Effective Prediction of Gait Phase for Assisted Walking by Means of Gait-Based Adaptive Oscillators

摘要

How to optimally synchronize exoskeleton powered assistance remains a problem that limits the broad application of such devices. Kinematic change during frequent switching between go and stop, a common and representative activity of daily living (ADL), makes it challenging to predict the gait phase and deliver assistance due to unpredictable movements. Conventional adaptive oscillators (AO) have been verified to be effective in gait phase prediction in steady-state walking. When walking cadences are changed, it usually requires multiple walking strides to synchronize the assistance, causing inaccurate or even unwanted force disturbances that can be dangerous in some cases. To solve this problem, a gait-based AO is proposed in this paper. It has two-level AO systems. The high-level AO learns from last stride and updates the low-level AO, which is designed to estimate the gait phase of the current stride in real time.
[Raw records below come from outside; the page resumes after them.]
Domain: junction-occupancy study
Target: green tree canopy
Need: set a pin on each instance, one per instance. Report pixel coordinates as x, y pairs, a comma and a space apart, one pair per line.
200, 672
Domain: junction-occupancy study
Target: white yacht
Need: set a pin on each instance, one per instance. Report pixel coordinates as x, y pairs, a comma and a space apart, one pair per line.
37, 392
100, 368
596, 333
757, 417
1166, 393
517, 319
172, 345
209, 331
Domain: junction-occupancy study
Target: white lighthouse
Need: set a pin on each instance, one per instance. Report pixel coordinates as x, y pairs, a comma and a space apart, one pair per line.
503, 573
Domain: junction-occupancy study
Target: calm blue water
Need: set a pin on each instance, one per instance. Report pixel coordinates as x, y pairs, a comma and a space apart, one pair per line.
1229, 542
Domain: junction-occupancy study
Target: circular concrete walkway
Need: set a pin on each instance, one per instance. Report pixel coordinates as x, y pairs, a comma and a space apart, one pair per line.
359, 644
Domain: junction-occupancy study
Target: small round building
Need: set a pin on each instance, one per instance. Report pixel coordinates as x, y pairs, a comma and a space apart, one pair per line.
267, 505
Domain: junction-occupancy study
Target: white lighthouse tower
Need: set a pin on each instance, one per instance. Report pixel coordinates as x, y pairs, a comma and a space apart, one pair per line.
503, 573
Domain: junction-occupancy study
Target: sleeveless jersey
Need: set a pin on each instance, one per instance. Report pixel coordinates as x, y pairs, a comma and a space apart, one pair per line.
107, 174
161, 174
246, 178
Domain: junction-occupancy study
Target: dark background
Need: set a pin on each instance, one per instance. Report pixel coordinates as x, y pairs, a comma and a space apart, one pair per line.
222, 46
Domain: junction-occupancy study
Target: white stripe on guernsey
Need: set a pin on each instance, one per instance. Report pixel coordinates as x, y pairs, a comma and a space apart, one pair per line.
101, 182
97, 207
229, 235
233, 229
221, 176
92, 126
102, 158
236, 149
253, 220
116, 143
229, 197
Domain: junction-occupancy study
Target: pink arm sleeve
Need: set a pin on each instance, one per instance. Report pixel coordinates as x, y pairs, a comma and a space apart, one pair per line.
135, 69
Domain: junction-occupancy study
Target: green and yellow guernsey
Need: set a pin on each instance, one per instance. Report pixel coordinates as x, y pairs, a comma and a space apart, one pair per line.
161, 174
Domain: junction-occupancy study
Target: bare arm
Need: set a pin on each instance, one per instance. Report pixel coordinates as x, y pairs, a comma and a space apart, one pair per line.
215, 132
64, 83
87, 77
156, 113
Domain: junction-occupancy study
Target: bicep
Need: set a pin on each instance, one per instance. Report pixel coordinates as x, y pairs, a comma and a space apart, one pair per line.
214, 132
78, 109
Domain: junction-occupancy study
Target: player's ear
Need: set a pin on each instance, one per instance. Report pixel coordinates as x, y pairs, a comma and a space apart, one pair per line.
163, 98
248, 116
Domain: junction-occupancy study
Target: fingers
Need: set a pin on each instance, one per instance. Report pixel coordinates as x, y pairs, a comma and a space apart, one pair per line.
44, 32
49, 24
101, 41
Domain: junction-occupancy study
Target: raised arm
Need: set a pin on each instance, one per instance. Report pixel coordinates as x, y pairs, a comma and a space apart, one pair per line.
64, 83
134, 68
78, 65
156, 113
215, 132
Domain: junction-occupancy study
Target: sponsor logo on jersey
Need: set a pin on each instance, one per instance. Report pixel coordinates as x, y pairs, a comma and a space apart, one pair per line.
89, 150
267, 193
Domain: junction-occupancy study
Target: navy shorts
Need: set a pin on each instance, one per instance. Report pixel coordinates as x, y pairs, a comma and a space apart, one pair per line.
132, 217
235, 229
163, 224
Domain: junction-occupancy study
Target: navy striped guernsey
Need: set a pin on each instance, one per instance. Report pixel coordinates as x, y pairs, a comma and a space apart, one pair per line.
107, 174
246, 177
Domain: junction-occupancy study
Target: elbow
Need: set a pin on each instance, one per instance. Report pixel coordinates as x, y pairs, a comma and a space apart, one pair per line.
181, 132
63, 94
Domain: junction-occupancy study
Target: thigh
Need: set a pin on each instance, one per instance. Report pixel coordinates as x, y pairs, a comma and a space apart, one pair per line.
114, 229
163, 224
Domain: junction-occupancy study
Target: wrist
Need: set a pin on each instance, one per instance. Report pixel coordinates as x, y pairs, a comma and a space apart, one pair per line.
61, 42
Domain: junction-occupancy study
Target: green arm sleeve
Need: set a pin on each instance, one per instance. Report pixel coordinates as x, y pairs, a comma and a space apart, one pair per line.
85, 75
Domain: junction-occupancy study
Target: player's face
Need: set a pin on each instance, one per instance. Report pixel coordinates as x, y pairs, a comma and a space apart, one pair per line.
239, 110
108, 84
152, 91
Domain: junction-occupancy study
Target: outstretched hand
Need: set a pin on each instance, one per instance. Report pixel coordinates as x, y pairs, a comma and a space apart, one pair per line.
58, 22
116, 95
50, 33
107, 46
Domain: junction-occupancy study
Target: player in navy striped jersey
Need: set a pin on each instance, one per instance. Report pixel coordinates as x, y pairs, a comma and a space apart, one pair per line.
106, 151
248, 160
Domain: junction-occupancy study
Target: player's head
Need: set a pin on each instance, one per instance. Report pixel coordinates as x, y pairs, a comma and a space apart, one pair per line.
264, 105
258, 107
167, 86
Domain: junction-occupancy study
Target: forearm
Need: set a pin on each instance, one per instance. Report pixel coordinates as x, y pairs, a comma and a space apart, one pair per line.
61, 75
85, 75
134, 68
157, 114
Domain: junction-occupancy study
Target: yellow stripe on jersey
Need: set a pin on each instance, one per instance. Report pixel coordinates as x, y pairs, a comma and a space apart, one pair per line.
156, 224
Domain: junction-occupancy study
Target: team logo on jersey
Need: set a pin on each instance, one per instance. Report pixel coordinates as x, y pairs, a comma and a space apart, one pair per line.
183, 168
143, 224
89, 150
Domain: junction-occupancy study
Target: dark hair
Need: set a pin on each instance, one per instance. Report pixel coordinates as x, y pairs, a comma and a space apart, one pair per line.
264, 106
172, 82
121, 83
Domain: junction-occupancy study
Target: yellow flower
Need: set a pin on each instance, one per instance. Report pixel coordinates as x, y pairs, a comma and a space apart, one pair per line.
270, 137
This approach significantly decreases the time required to learn walking kinematics, while simultaneously improving the accuracy of predictions. Experiments were conducted on seven participants, and the results showed that the proposed gait-based AO can predict the gait phase faster, more accurate, and more stable than the conventional one during non-steady-state walking. Note to Practitioners—This article developed a new gait phase prediction method called gait-based adaptive oscillator. It aims to provide fast and reliable gait phase prediction in situations characterized by frequent transitioning between stop and go (non-steady-state walking). This method has the potential to be an alternative to existing phase prediction methods for robotic exoskeleton assisted walking in daily life, as it requires no model training before use while can synchronize exoskeleton assistance within two strides.